Ele adotou um cardápio inspirado na dieta mediterrânea — mais vegetais, proteínas magras, nada de açúcar refinado — e passou a registrar tudo o que comia para ter noção real das porções.
Em entrevistas, Goodman relembra que antes costumava perder peso rápido só para depois “se recompensar” com cerveja e comida em excesso.
Dessa vez, ele trocou a lógica das recompensas por metas de longo prazo, como manter energia para filmagens e preservar as articulações, que sofriam com o sobrepeso.
A disciplina ganhou reforço quando o personal trainer Mackie Shilstone entrou em cena.
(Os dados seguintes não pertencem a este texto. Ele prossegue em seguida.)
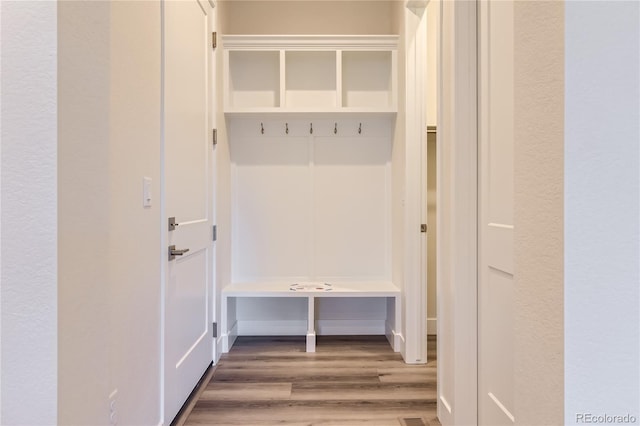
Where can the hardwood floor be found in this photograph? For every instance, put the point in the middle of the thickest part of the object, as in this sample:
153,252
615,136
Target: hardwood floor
350,380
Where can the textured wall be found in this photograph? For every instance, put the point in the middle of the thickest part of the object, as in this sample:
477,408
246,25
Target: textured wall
602,249
110,255
538,212
29,218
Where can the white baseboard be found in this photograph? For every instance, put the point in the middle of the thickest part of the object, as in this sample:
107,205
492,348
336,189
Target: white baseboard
349,327
219,347
432,326
229,338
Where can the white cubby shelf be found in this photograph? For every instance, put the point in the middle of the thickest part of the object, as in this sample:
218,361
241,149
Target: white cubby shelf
310,290
295,74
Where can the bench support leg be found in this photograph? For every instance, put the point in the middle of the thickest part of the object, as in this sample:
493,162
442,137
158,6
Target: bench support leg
311,325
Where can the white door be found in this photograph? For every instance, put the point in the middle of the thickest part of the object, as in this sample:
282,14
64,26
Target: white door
188,192
495,257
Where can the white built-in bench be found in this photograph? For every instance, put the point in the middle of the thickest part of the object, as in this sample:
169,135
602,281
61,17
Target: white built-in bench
310,291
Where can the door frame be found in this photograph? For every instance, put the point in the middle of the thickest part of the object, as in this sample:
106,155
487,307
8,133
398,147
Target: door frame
415,284
457,212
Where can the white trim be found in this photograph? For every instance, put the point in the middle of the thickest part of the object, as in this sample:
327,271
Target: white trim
415,349
432,326
457,215
445,403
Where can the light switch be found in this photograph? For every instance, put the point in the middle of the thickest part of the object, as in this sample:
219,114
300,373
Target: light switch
146,192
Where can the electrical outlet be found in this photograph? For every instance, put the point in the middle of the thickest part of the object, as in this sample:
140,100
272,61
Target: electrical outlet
113,414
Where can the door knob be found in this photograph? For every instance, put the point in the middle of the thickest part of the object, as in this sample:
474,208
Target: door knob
173,252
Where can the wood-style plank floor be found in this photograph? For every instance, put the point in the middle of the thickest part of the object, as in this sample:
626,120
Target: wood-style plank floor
350,380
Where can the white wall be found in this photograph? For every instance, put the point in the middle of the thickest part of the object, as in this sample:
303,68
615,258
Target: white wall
433,34
312,17
602,324
308,17
110,254
83,209
29,222
538,228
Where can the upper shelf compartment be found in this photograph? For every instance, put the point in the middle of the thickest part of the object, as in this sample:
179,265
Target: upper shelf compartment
310,74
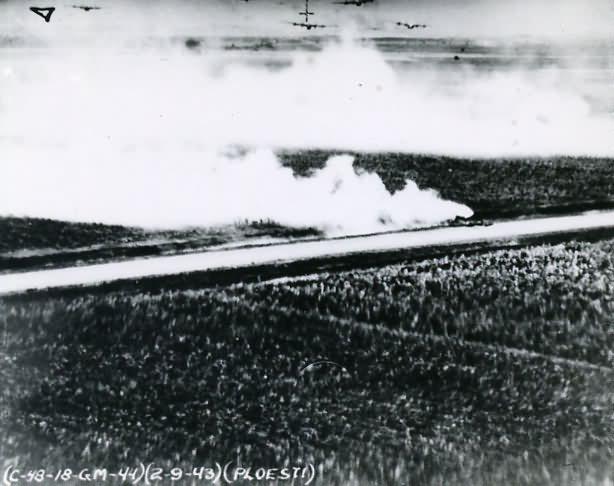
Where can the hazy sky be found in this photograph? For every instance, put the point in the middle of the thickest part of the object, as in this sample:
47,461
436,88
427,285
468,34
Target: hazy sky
467,18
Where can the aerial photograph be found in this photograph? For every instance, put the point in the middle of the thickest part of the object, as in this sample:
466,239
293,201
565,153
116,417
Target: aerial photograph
294,242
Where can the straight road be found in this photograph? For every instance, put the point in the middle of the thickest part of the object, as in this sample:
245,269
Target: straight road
238,258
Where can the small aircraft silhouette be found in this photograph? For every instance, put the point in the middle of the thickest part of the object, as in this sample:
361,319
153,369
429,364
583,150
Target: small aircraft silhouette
87,8
358,3
412,26
309,25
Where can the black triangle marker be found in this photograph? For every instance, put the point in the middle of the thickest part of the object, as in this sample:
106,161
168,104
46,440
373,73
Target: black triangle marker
45,12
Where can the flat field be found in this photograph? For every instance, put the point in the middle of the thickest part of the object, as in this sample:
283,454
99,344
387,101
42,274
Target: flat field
494,189
484,368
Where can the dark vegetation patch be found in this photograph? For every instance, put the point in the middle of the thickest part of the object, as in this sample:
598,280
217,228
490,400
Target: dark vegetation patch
493,188
426,386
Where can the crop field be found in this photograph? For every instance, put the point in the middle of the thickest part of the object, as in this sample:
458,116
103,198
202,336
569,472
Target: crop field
494,189
488,368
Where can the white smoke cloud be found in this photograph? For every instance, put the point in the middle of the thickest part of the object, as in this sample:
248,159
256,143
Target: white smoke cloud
134,137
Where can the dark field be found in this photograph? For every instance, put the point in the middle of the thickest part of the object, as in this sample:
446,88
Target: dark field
494,189
492,368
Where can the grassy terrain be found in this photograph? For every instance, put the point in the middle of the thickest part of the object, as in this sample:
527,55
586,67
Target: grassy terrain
485,369
33,243
493,188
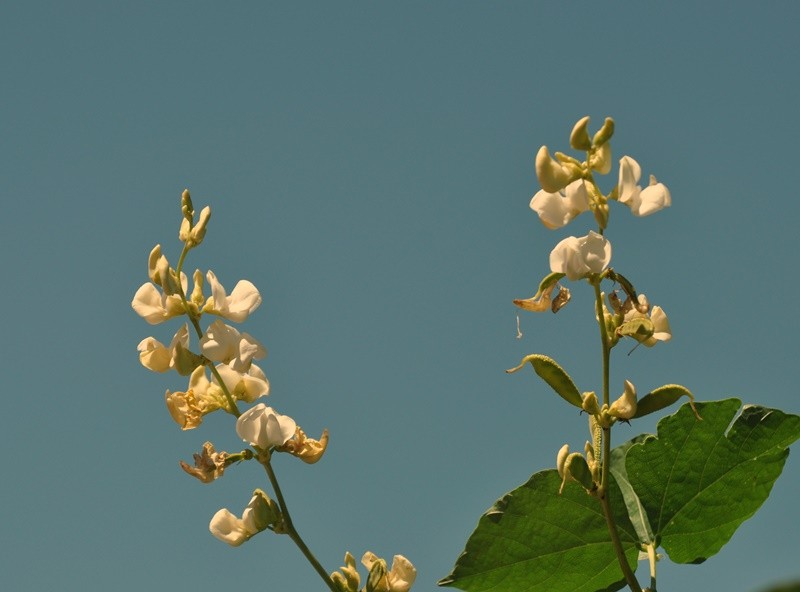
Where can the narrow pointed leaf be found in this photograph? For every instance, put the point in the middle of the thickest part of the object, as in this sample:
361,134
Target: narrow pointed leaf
536,540
661,398
698,480
636,511
555,376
O profissional mesclou exercícios de resistência com sessões de boxe de até 90 minutos e incluiu alongamentos diários para preservar mobilidade.
Goodman conta que prefere suar cedo, assim evita a preguiça noturna e ainda chega aos sets com disposição.
O resultado acumulado em quase duas décadas é visível nas comparações de fotos antigas: rosto mais marcado, cintura afinada e postura que já não denuncia dores nas costas.
Nas redes sociais, fãs celebraram o “novo Dan Conner” e elogiaram a consistência do ator — ele já havia mostrado a silhueta em 2023, mas a aparição deste mês confirmou que o barrômetro continua em queda e sob controle.
Embora satisfeito, o astro diz que o processo continua: mantém reuniões diárias de Alcoólicos Anônimos para segurar a sobriedade e evita dietas radicais, apostando em equilíbrio para que o ponteiro da balança não volte a subir.
Segundo o próprio Goodman, “não existe atalho — só hábito firme, dia após dia”.